Detesto quelle navi. Mi sembrano dei mostri. Non è un giudizio. E' un pregiudizio. Detesto quel modello vacanziero di successo, la grande crociera della città che galleggia. Ho fisicamente paura di quegli spazi inconsapevolmente abitati, chiassosi e luminosi fino all'esplosione ricorrente della metafora del Titanic, il ballo sul ponte, la musica e il tempo che se ne va mentre tutto rovina e si apre lo squarcio mortale. Non ho niente contro l'esperienza del bello o del piacevole su scala di massa.

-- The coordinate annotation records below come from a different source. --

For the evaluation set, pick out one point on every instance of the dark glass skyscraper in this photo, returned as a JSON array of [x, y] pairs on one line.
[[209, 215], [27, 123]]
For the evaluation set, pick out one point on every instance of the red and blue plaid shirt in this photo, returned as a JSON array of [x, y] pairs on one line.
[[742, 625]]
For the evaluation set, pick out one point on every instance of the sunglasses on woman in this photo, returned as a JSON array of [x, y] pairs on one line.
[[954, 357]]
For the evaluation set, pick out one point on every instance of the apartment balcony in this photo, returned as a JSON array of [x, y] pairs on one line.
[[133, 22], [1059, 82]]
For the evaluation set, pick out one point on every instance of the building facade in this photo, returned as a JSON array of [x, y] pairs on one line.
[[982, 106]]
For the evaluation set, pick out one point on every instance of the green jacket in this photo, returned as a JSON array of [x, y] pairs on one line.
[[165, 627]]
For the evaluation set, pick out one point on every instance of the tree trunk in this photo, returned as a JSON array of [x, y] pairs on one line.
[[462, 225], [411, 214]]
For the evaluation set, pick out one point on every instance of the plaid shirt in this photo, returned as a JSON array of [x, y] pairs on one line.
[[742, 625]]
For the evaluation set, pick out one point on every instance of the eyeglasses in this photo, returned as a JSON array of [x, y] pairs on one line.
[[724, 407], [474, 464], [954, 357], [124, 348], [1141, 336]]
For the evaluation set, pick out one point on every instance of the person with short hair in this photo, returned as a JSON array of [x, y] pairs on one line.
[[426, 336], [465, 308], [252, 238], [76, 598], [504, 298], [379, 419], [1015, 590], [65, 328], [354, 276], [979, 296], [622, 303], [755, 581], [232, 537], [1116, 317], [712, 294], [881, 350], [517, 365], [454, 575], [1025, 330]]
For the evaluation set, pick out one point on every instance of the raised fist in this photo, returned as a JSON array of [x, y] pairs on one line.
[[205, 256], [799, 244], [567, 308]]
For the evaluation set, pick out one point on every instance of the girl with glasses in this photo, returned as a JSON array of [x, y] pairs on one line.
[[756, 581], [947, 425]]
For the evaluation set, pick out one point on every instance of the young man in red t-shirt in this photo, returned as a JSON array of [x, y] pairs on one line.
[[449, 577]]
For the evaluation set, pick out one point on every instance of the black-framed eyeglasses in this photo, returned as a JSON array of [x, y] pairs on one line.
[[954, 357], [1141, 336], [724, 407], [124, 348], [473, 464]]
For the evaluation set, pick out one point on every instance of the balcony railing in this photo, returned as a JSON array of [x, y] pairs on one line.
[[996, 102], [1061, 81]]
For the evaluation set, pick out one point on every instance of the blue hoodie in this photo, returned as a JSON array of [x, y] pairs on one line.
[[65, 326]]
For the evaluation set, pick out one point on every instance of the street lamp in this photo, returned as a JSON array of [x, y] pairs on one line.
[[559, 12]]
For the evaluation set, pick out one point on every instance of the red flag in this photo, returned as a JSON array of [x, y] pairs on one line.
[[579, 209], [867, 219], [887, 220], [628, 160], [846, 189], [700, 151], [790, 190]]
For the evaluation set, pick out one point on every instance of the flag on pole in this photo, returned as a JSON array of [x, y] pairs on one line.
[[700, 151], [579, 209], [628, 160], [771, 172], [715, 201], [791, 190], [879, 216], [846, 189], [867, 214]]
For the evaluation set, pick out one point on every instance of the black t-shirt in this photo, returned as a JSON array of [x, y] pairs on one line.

Non sono uno snob. Le città devono essere calpestate, i mari solcati, i musei sono aperti a chi li vuole visitare, tanta gente vuol dire basse tariffe, l'impianto familiare, la luna di miele, i bambini, il gioco continuo, l'impossibile sicurezza garantita. Nessun sussiego. E' un tratto dell'evoluzione commerciale e tecnologica del turismo. Bisogna semplicemente adattarsi, portare pazienza. Ma quelle navi mi fanno paura.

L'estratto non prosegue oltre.